The story begins with Deeti, who is stuck in an unfortunate marriage. She has a daughter, Kabutri. After her husband dies, she sends off her daughter to stay with relatives. Things get more dire when Deeti is forced to consider the Sati Pratha due to unacceptable family circumstances. In a turn of events, she flees with an untouchable man.
The next character is Zachary. He is an American sailor, a mixed-raced son, who joins the Ibis to escape racism. However, the ship he is on is struck by misfortune. The evangelist opium trader, Burnham, owns the ship that is ready to get through the first voyage from Baltimore to Calcutta, which will be a misfortune. During the journey, many incidents take out the main experienced members. Zachary, helped by sailors headed by Serang Ali, becomes captain of the Ibis. The voyage takes a new route: the Islands of Mauritius.
Another character, Neel Halder, a rajah of a powerful Indian dynasty, has to pay back his debts due to investments in trading with China. He offers Mr. Burnham his estates. Mr. Burnham asks him for the zemindary Rashkani, but the Indian prince refuses because it's an ancestral family property. After the trial, the rajah is falsely accused of forgery and condemned to seven years as a prisoner on Mauritius Island. He meets Ah Fatt, a mixed-race addict, on the ship prison.
Paulette is a French orphan adopted by Mr. Burnham and his wife. To be more comfortable with Western culture, she is taught English ways, but she grew up in India and prefers her native manners. She has a best friend, Jodu, who is her nurse's son. When Zachary meets Paulette for the first time at Burnham's, they are immediately attracted to each other. Unfortunately, Mr. Burnham wants Paulette to marry his friend, Justice Kendalbushe. Paulette, disguised as a niece of one of Burnahm's employees, decides to flee to Mauritius with her friend Jodu, a lascar sailor, to stay with Zachary.

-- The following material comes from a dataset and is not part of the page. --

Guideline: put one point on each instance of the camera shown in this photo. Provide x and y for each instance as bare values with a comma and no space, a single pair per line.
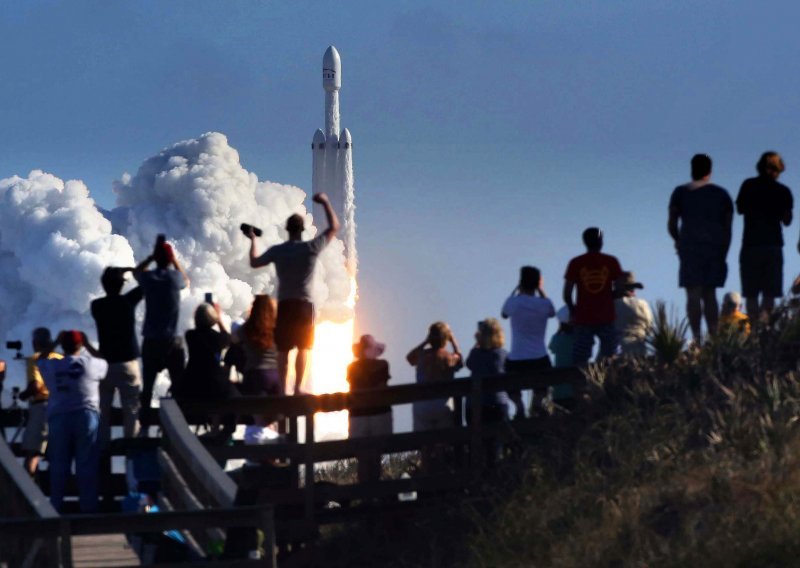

The story sees plot developments when Nob Kissin Baboo, a Vaishnavite would-be priest, comes to believe that Zachary is an avatar of Krishna. As long as the journey continues, the Ibis becomes a common shelter for all those who don't fit the rules of society and want to flee in exile. At the end of the novel, Halder and Jodu head for Singapore aboard a longboat while Paulette, Deeti, and Zachary head toward Mauritius.